Menurutnya, relasi kuasa berupa perbedaan pangkat yang begitu jauh antara Bharada E dan Ferdy Sambo membuat adanya keterpaksaan untuk melaksanakan perintah eks Kadiv Propam Polri tersebut.
“Budaya laksanakan (perintah) itu adalah unsur yang paling kuat,” jelas Romo.
Perbedaan pangkat inilah yang juga membuat adanya dilema moral terhadap Bharada E untuk melaksanakan perintah Ferdy Sambo menembak Brigadir J.
Unsur meringankan yang kedua adalah adanya kerterbatasan waktu berpikir saat Bharada E memperoleh perintah dari Ferdy Sambo yang saat itu merupakan jenderal bintang dua.

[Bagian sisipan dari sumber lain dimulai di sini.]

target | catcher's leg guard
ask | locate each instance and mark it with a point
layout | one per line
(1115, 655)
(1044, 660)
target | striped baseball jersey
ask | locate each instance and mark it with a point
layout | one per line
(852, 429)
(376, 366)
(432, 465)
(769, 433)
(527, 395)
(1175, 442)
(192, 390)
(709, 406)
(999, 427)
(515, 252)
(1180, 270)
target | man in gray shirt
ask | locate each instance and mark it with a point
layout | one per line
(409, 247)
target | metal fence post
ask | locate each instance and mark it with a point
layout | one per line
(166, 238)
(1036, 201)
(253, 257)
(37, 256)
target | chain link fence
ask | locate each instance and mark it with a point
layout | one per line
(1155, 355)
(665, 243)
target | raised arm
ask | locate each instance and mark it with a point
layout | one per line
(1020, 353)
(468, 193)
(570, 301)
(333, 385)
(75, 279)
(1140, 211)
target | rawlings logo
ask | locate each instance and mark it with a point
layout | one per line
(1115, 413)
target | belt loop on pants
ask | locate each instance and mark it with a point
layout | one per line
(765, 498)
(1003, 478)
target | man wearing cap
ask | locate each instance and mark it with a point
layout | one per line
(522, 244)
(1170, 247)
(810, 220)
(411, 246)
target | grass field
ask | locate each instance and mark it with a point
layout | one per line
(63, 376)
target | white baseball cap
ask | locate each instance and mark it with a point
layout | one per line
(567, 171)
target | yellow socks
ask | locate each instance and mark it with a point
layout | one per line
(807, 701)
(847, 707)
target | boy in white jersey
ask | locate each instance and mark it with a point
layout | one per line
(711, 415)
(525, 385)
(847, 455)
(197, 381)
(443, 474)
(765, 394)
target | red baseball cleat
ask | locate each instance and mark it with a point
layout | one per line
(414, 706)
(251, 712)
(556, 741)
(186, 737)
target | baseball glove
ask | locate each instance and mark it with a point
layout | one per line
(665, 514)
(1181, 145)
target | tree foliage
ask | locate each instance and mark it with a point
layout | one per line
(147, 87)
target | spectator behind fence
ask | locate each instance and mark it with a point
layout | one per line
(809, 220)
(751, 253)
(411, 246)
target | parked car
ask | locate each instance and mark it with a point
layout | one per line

Keterbatasan berpikir ini, kata Romo, membuat Bharada E mengalami kebingungan antara ingin melaksanakan atau menolak perintah dari Ferdy Sambo untuk menembak Brigadir J.
“Dia ( Bharada E) harus langsung bereaksi. Itu dua faktor yang secara etis yang meringankan,” katanya.
“Kebebabasan hati untuk mempertimbangkan dalam waktu berapa detik mungkin tidak ada,” lanjut Guru Besar Ilmu Filsafat tersebut.
Sementara menurut Reza, Bharada E bisa bebas separuh dari hukuman yang dijatuhkan karena adanya tekanan dalam melakukan penembakan.
Menurutnya, Bharada E saat melakukan penembakan berada dalam kondisi memahami apa yang diperbuatnya (cognitive competence).
Namun, Reza juga menganggap Bharada E berada dalam momen berada dalam tekanan berulang kali dari Ferdy Sambo untuk menembak tetapi enggan untuk melakukannya atau policial competence.
“Ketika cognitive competence-nya ada sementara kehendaknya (policial competence) katakanlah tidak ada, maka boleh jadi yang bersangkutan ( Bharada E) masuk dalam kategori partialy responsible atau bertanggungjawab separuh atas perbuatannya,” ujar Reza.